Elle soupira un instant, puis ne put s'empêcher de regarder Lin Qingchuan avec une expression quelque peu subtile.
Inattendu, Lin Qingchuan, lorsqu'il daigna parler, alla droit au but !
On aurait dit qu'il était taiseux ; elle pensait qu'il craignait plutôt de ne pas maîtriser son venin, d'où son silence habituel :)
Pourtant, elle fut tout de même assez touchée.
Avec tant de gens qui la protégeaient, il était clair que les camarades de Première 1 avaient une excellente nutrition ; elle ne voyait que l'arrière de leurs têtes.
Leur taille moyenne frôlait les 180 centimètres ; elle ne distinguait que les silhouettes vagues de Gu Xiujing et des autres dans les intervalles.
Cheng Yan : « Bien sûr que je parle de vous ! C'est comme un drama télé ; d'abord, il y a une scène de voyou non-conventionnel, violent sans discernement, pour défendre leur « belle-sœur ». »
Cheng Shu, les bras croisés, ajouta : « Puis ça bascule en drama d'idoles, avec une scène cliché, invraisemblable, du genre "Laisse-moi m'expliquer, mais je ne veux rien entendre". »
Ji Chong se joignit gaiement à la cohue : « Enfin, facilement démolis, prêts à appeler leurs parents ! »
Les poings de Gu Xiujing étaient serrés fort, mais la seconde d'après, ils furent enveloppés par une paire de mains douces. Il se figea, relevant la tête.
Il vit Peng Ning'er, qui ne lui avait jamais témoigné de gentillesse, se tenir devant lui. Bien qu'elle ne le regardât toujours pas, il sentit une étrange chaleur se répandre dans son cœur.

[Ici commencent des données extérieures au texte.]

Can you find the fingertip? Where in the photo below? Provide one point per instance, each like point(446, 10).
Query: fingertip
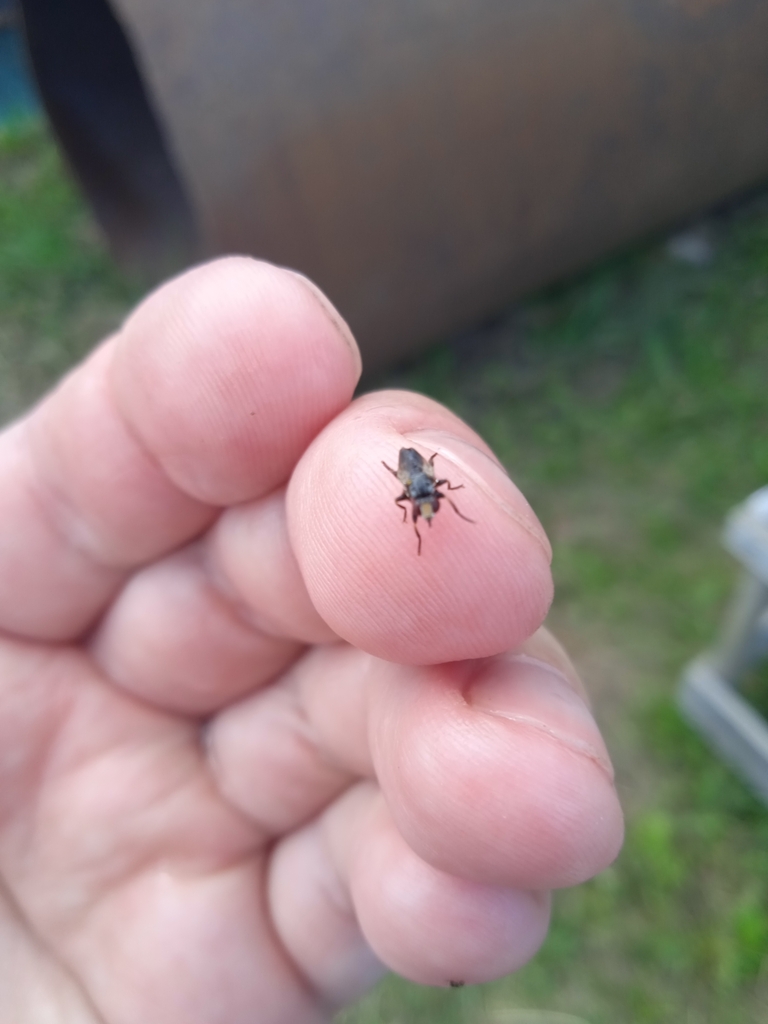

Bien que Peng Ning'er eût été très en colère tout à l'heure, voir Gu Xiujing ciblé par tant de gens lui fit de la peine.
Elle avança donc : « Ce qui vient de se passer est de ma faute, mais je voulais seulement vous saluer ; je n'avais aucune intention. Pourquoi êtes-vous si agressifs ? »
Cheng Yan ne put s'empêcher de lever les yeux au ciel : « Qu'est-ce que tu racontes ?? C'est nous les agressifs ? Pourquoi ne pas réfléchir à qui a commencé le premier avant de parler ? »
Cheng Shu en trouva aussi amusant : « Tu as fini de nous saluer et tu ne pars pas, qu'est-ce que tu fais à nous barrer la route ? On ne t'a pas ignorée, mais on n'est pas si proches ; faut-il qu'on rattrape le temps perdu ? »
Un autre garçon renchérit : « C'est ça, s'il n'y avait pas tant de nous, ils n'oseraient pas, et leurs poings seraient déjà partis ! Mais tu es de leur côté, alors c'est normal que tu les aides. »
Peng Ning'er se sentit un peu gênée : « Je ne prends pas parti… »
Yu Jingmo tapa l'épaule de la personne devant elle : « Laissez-moi passer. »
Le délégué aux sports de la classe, se retournant pour voir Yu Jingmo, hésita : « Tata Yu, peut-être feriez-vous mieux de rester à l'écart. Qui sait s'ils n'auront pas recours à la violence ? »
Voyant le changement d'expression des gens d'en face, Yu Jingmo : « ... »
Ils n'auraient probablement pas eu recours à la violence, mais maintenant c'était incertain.
Elle les réconforta tout de même : « Ce n'est rien, le gérant arrive ; il ne les laissera pas faire. »
Le délégué aux sports se figea, tendant le cou pour regarder derrière lui, et vit en effet un homme en costume, suant à grosses gouttes, haletant sur le seuil, suivi de plusieurs vigiles grands et costauds.
Cependant, en apercevant ce côté-ci, leurs expressions devinrent hésitantes, puis ils s'avancèrent d'une démarche suicidaire.
Il essuya vivement la sueur de son visage avec un mouchoir et sourit à Gu Xiujing : « Jeune Maître Gu, qu'est-ce qui se passe ? Pourquoi n'irions-nous pas dans notre salon de repos pour en parler ? »
C'est une influence désastreuse !
Il imaginait déjà le nombre de rumeurs qui circuleraient après aujourd'hui. Ils ne voulaient pas que le gymnase devienne célèbre de cette façon !
Il pensait qu'il écouterait l'avis de Gu Xiujing et verrait si l'autre partie acceptait de subir un préjudice pour laisser tomber l'affaire.
Tout en réfléchissant, le gérant leva les yeux vers la foule dont il n'avait vu que les dos un instant plus tôt.